Last September I wrote about the curious ubiquity of rock, paper, scissors as a means to legitimately resolve conflict among kids and adults here in South Korea. As I noted, Koreans use rock, paper, scissors as a way to decide all kinds of issues, from the trivial (in what order students will play a classroom game) to the slightly meaningful (who will get a disputed parking spot) to the more meaningful (how a person will spend his weekends over a two-year period). My fellow teachers and I appreciate how unfailingly the winners and losers of rock, paper, scissors abide by the results of the contest. We would love it if we could settle disputes in the same way in the US, but we all understand a very sad truth about contemporary America:

Rock, paper, scissors would never work there.

People familiar with my original essay know that I compared the legitimacy that rock, paper, scissors enjoys here in Korea (as a known, transparent method of decision-making with agreed-upon rules, the results of which everyone involved agrees to abide by, win or lose) with democracy in America (which, theoretically, shares the same characteristics). We use democracy to resolve major disputes in America. If we want to make changes in our societies, we can vote (either directly or through our legislators) to make them. Our national and state constitutions even allow us to amend them (if we have enough votes) in order to make the social changes we want to see more lasting.

Unfortunately, as I noted in my previous essay, over the past 40 years, we have become less and less accustomed to making major social changes through democracy. Instead, we’ve become increasingly accustomed to using force — judicial force (which involves a handful of unelected judges effectively amending state or national constitutions without anyone’s consent), and social or physical intimidation — to make them. More and more, we want the changes we want to see in society made NOW. We’re no longer willing to wait to achieve, or to accept failure in our attempts to achieve, them.

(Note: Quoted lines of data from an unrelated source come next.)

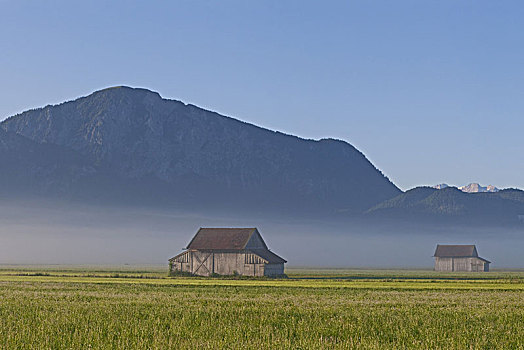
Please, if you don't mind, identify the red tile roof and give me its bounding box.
[187,228,256,250]
[434,244,478,258]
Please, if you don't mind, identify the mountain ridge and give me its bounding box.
[0,87,400,213]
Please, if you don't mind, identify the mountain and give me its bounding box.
[433,184,449,190]
[366,187,524,225]
[433,183,500,193]
[459,183,500,193]
[0,87,401,213]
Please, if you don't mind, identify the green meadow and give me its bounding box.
[0,266,524,349]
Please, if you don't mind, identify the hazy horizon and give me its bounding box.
[0,1,524,190]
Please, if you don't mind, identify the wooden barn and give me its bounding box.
[434,244,491,272]
[169,228,287,277]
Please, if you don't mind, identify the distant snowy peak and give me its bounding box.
[433,183,500,193]
[459,183,500,193]
[433,184,449,190]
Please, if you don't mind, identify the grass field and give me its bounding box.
[0,266,524,349]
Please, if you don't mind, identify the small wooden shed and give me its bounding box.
[434,244,491,272]
[169,228,287,276]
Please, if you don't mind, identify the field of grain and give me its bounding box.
[0,266,524,349]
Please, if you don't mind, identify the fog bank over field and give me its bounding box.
[0,201,524,268]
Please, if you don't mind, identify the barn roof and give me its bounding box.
[249,249,287,264]
[434,244,478,258]
[187,228,257,250]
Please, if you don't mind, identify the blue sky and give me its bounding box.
[0,0,524,189]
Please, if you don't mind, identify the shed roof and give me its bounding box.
[187,228,257,250]
[249,249,287,264]
[434,244,478,258]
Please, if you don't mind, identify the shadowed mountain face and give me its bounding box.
[0,87,401,213]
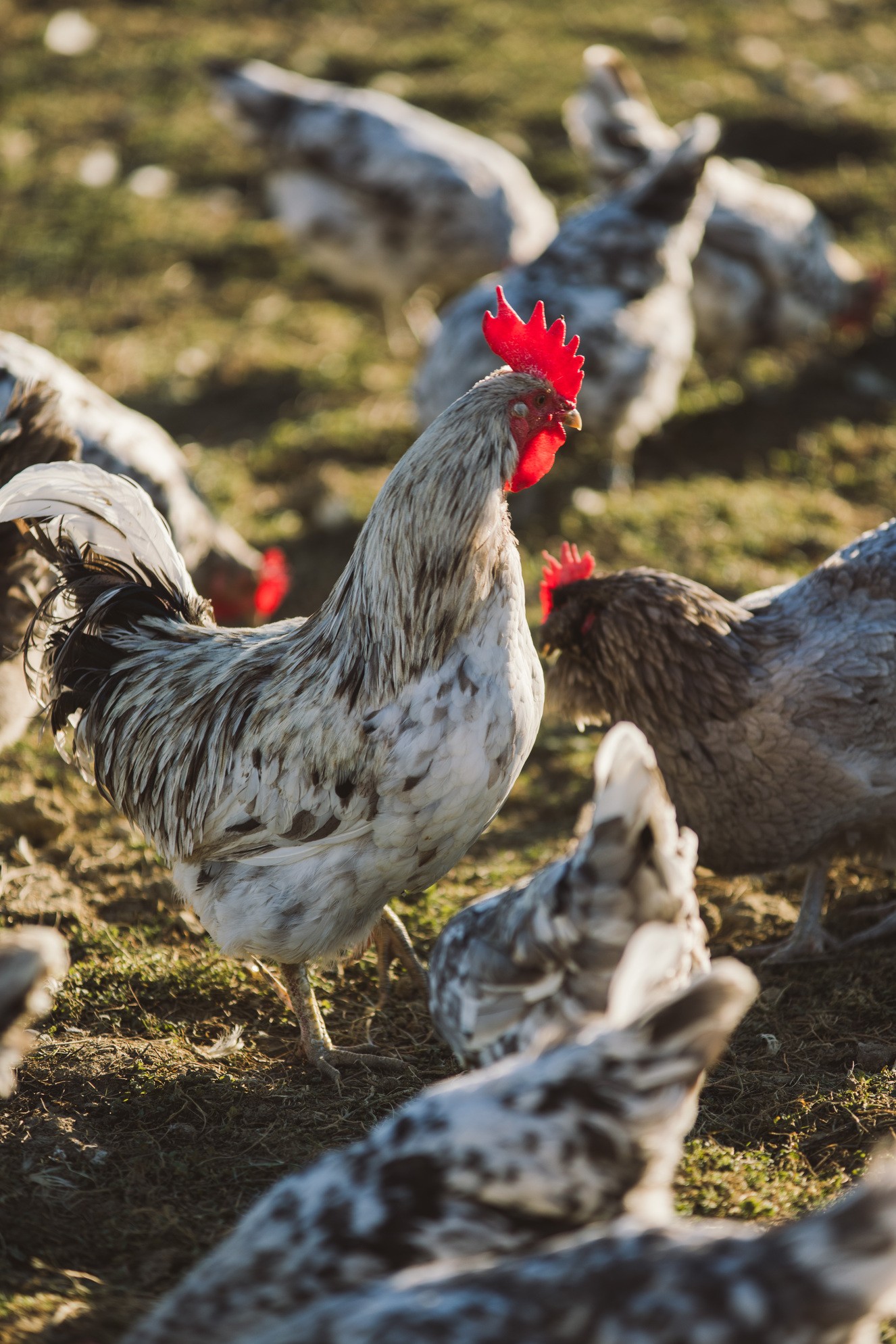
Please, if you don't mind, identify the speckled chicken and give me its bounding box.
[564,46,884,371]
[415,117,719,485]
[0,297,582,1075]
[126,957,756,1344]
[541,521,896,961]
[209,60,557,352]
[0,383,78,750]
[245,1157,896,1344]
[430,723,710,1065]
[0,331,289,622]
[0,925,68,1097]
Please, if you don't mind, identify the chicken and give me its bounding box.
[126,957,756,1344]
[0,925,68,1097]
[430,723,710,1067]
[247,1157,896,1344]
[0,295,583,1076]
[0,383,78,750]
[0,331,289,622]
[415,117,719,485]
[541,521,896,961]
[209,60,557,352]
[564,46,884,373]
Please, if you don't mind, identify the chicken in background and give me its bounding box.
[251,1155,896,1344]
[0,331,289,623]
[208,60,557,352]
[0,295,583,1079]
[125,951,756,1344]
[414,117,719,487]
[540,521,896,962]
[430,723,710,1067]
[563,46,884,373]
[0,925,68,1097]
[0,383,78,750]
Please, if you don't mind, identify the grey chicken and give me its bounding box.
[0,298,582,1078]
[415,117,719,485]
[209,60,557,352]
[541,521,896,961]
[0,331,289,622]
[0,925,68,1097]
[430,723,710,1067]
[247,1156,896,1344]
[126,951,756,1344]
[564,46,884,371]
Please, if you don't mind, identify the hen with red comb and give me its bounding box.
[415,117,719,485]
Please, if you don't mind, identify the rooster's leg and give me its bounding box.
[374,906,428,1008]
[280,963,404,1086]
[766,863,840,965]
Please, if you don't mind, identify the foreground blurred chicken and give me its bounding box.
[0,331,289,623]
[0,925,68,1097]
[564,46,882,370]
[430,723,710,1065]
[247,1156,896,1344]
[415,117,719,485]
[209,60,557,352]
[0,383,78,750]
[0,295,582,1074]
[541,521,896,961]
[128,951,756,1344]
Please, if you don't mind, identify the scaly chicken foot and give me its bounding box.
[374,906,430,1008]
[280,962,404,1087]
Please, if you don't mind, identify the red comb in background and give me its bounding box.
[253,546,290,619]
[482,285,584,402]
[539,542,595,621]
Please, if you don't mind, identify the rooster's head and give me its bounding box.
[482,285,584,491]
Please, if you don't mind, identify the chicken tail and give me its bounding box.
[0,462,212,742]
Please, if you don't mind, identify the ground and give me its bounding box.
[0,0,896,1344]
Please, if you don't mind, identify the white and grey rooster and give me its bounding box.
[209,60,557,352]
[430,723,710,1067]
[0,289,582,1074]
[0,331,289,622]
[415,117,719,485]
[564,46,884,370]
[128,951,756,1344]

Which brings me to Proposition 8.

On November 4, 2008 over 52% of voters in California approved Proposition 8, a ballot provision to amend the state constitution so that “only marriage between a man and a woman is valid or recognized in California.” Proposition 8 was a response to the California Supreme Court’s May, 2008 decision legalizing same-sex marriage in that state. The campaign over Prop. 8 was intense and emotional, and the opposition especially was often vitriolic in its denunciation of the ballot measure and its supporters. That vitriol has extended past the election. Even though Prop. 8 opponents failed in their (well-funded) efforts to convince their fellow citizens to support their cause — and even though some of them admit that there’s good reason to believe that the size of the opposition vote significantly overstated support for same-sex marriage in California — Prop. 8 opponents have been largely unwilling to accept the legitimacy of their fellow citizens’ refusal to support them.

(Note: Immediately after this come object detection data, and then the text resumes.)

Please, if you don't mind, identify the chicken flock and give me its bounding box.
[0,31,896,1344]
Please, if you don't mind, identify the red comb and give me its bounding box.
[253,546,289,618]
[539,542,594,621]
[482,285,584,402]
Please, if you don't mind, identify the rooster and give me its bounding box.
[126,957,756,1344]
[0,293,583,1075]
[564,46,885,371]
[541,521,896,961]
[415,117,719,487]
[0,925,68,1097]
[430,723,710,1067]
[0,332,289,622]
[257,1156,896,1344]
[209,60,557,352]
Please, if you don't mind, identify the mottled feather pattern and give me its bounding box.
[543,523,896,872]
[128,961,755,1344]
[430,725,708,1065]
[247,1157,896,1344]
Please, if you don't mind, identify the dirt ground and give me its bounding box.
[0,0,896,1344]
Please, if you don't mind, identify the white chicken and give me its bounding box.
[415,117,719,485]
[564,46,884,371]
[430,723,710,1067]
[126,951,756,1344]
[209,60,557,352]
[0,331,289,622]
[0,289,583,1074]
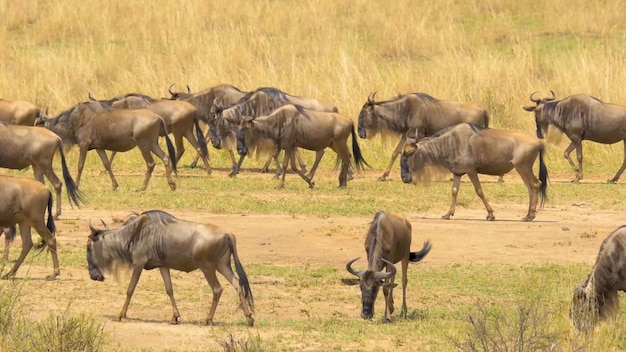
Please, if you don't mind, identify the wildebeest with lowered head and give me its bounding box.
[400,123,548,221]
[0,124,83,219]
[342,211,431,321]
[89,93,211,174]
[237,104,369,188]
[0,176,61,280]
[37,101,176,190]
[524,93,626,183]
[358,93,489,181]
[570,225,626,332]
[87,210,254,326]
[0,99,42,126]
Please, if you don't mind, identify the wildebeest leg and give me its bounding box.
[609,139,626,183]
[117,265,143,321]
[563,140,583,183]
[2,221,32,279]
[96,149,119,191]
[159,266,180,324]
[441,175,461,220]
[201,268,224,325]
[378,134,406,181]
[307,149,326,180]
[283,148,315,188]
[211,265,254,326]
[141,143,176,191]
[466,172,495,221]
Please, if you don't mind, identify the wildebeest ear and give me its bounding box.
[341,279,361,286]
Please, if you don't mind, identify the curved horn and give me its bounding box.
[528,92,540,104]
[346,257,363,278]
[374,258,396,280]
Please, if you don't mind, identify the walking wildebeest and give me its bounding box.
[570,225,626,332]
[0,99,42,126]
[0,226,16,261]
[89,93,211,174]
[37,101,176,190]
[0,124,83,219]
[358,93,492,181]
[342,211,431,321]
[0,176,61,280]
[87,210,254,326]
[524,93,626,183]
[237,104,369,188]
[400,123,548,221]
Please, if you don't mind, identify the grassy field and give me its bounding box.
[0,0,626,351]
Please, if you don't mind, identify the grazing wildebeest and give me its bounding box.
[570,225,626,332]
[0,99,42,126]
[0,176,61,280]
[524,93,626,183]
[342,211,431,321]
[87,210,254,326]
[37,101,176,190]
[89,93,211,174]
[237,104,369,188]
[400,123,548,221]
[358,93,489,181]
[0,226,16,261]
[0,124,83,219]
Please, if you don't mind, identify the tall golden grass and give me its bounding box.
[0,0,626,170]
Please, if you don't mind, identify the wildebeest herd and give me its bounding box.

This is an example of why my fellow foreign teachers and I don’t think rock, paper, scissors would work in contemporary America. We wouldn’t keep our promise to abide by the results if we lost (which we’d implicitly make by the act of participating in the game).  We often no longer accept that we can’t get our way. (Witness, for example, the way we’ve unscrupulously borrowed trillions of dollars from future generations over the past few months to continue to fund our unsustainable lifestyles.) The anti-Prop. 8 movement has exemplified this, quite frankly, contemptible side of contemporary America in its attempts to punish Prop. 8 supporters for their political and religious views by blacklisting and physically intimidating them or by judging them in Stalinist show trials.

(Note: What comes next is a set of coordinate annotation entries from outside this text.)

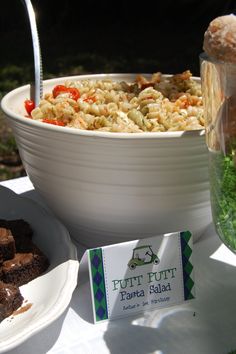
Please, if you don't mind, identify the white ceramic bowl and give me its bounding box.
[1,74,211,247]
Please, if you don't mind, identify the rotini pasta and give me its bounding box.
[31,70,205,133]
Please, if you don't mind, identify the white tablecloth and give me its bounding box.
[1,177,236,354]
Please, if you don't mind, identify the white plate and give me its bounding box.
[0,186,79,353]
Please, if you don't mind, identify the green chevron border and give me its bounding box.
[89,248,108,322]
[180,231,195,300]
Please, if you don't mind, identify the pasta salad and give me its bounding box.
[28,70,204,133]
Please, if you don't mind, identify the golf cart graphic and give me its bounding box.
[128,245,160,269]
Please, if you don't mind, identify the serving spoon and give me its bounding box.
[22,0,43,106]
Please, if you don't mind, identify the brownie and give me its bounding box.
[0,243,49,286]
[0,219,8,229]
[0,227,16,263]
[7,219,33,252]
[0,281,24,322]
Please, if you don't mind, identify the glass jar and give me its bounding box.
[200,54,236,252]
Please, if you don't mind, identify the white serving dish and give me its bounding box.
[1,74,211,247]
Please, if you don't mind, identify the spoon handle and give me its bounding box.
[22,0,43,106]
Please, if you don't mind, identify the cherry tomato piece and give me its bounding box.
[52,85,67,98]
[68,87,80,101]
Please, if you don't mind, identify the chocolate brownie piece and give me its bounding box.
[0,227,16,262]
[0,243,49,286]
[0,281,24,322]
[7,219,33,252]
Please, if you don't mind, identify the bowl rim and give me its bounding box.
[1,73,205,139]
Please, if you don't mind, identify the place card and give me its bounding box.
[87,231,195,323]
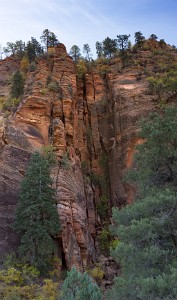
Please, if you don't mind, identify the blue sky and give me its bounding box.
[0,0,177,53]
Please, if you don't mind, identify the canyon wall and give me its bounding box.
[0,44,155,270]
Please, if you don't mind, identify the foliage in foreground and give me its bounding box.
[14,152,60,271]
[107,107,177,300]
[58,268,102,300]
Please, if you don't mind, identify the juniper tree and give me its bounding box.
[14,152,60,271]
[107,107,177,300]
[58,268,102,300]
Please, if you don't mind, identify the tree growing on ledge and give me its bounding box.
[108,107,177,300]
[14,152,60,271]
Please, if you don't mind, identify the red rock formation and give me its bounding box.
[0,44,170,269]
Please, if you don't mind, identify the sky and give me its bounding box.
[0,0,177,54]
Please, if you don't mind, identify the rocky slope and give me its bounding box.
[0,44,170,270]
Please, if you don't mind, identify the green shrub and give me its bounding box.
[58,268,102,300]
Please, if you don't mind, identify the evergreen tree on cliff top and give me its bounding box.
[14,152,60,271]
[107,107,177,300]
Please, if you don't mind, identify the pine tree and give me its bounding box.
[58,268,102,300]
[108,107,177,300]
[14,152,60,270]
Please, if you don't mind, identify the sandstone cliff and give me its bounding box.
[0,44,171,270]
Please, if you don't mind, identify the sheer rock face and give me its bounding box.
[0,44,153,270]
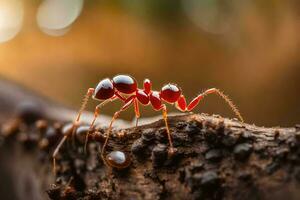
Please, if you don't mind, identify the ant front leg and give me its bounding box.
[52,88,95,174]
[101,96,135,163]
[176,88,244,122]
[134,98,141,127]
[161,104,174,155]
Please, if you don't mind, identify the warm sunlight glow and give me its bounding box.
[36,0,84,36]
[0,0,24,42]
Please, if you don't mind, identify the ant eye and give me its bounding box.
[113,75,137,94]
[93,78,115,100]
[160,84,181,103]
[106,151,131,169]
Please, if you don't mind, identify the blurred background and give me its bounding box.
[0,0,300,126]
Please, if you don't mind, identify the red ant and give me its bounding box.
[53,75,244,172]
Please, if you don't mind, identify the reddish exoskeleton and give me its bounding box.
[53,75,243,173]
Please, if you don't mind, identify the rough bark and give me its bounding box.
[0,79,300,199]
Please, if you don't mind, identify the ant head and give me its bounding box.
[112,75,137,94]
[93,78,115,100]
[160,83,181,103]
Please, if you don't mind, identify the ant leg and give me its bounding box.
[84,97,115,153]
[186,88,244,122]
[161,104,174,155]
[72,88,95,146]
[101,96,135,162]
[134,98,141,127]
[52,88,95,174]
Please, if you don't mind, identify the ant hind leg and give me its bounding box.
[161,104,174,155]
[101,96,135,163]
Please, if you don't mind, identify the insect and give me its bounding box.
[53,75,244,172]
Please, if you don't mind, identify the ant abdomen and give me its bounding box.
[112,75,137,94]
[105,151,131,169]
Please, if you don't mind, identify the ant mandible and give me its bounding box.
[52,75,244,171]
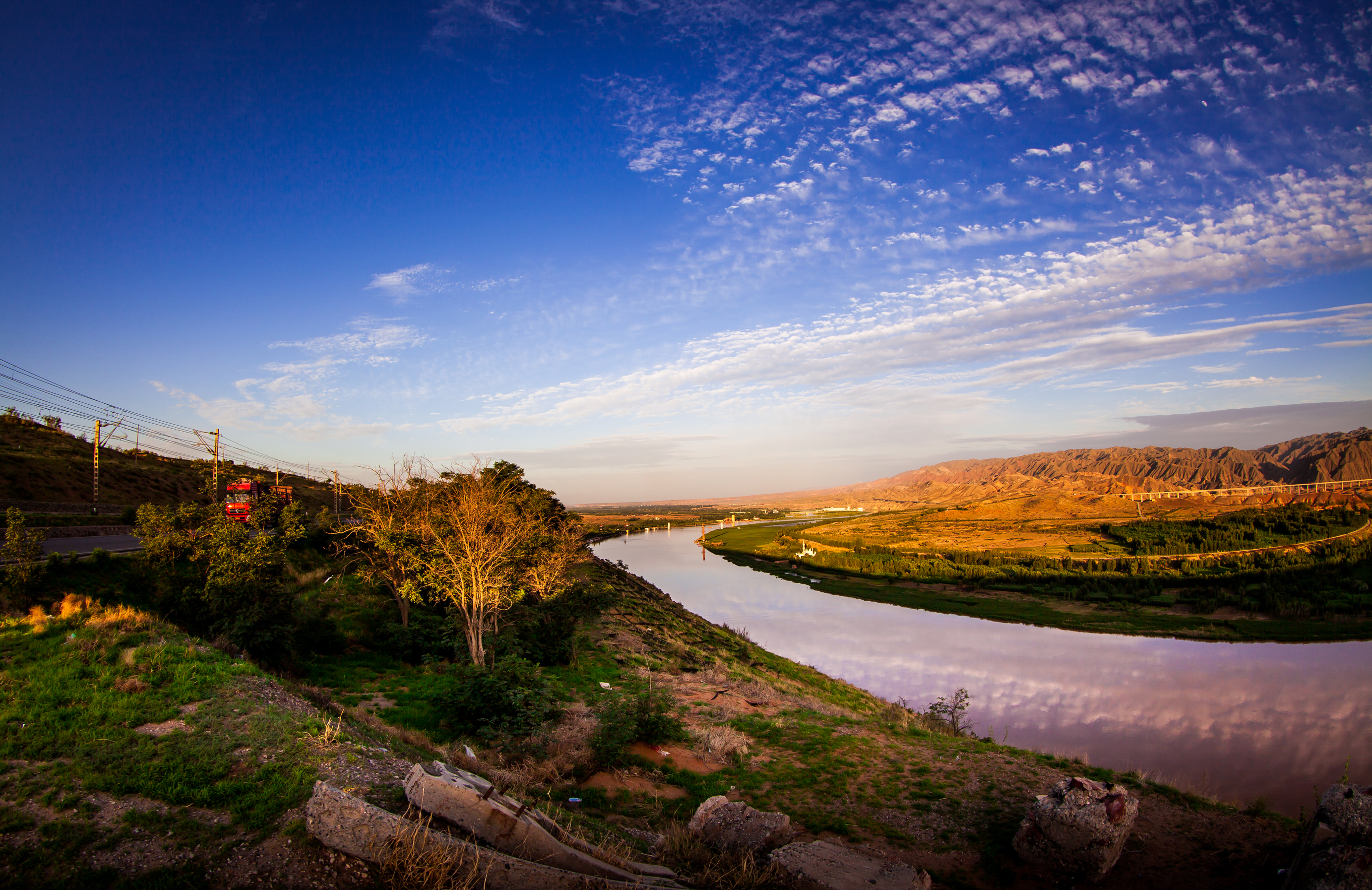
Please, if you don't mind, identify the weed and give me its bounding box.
[381,819,482,890]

A well-functioning democracy needs people who will not tolerate the behavior exhibited by many of the opponents of Proposition 8.  Such behavior is better suited to tyrannies, banana republics, or emerging democracies where people don’t trust democratic processes and remain loyal to their tribes or family groups at all costs. It does not belong in America.

A little over 200 years ago, Thomas Jefferson and John Adams ran against each other for the Presidency in a campaign so vitriolic and personal that it made the opposition to Prop. 8 look friendly by comparison. Yet after the election was over, John Adams and the Federalists accepted their loss and stepped aside in favor of Jefferson and the Democratic-Republicans in the first peaceful transfer of power between opposition parties in recorded history. While the French Revolution had devolved into tyranny and dictatorship and Napoleon was still trying to conquer Europe, the election of 1800 showed the world that democracy really could work. Now is not the time, 52 Presidential elections later, to let any group impatient with, or unwilling to accept, legitimate democratic change to rob us of the privilege of ruling ourselves in a free society.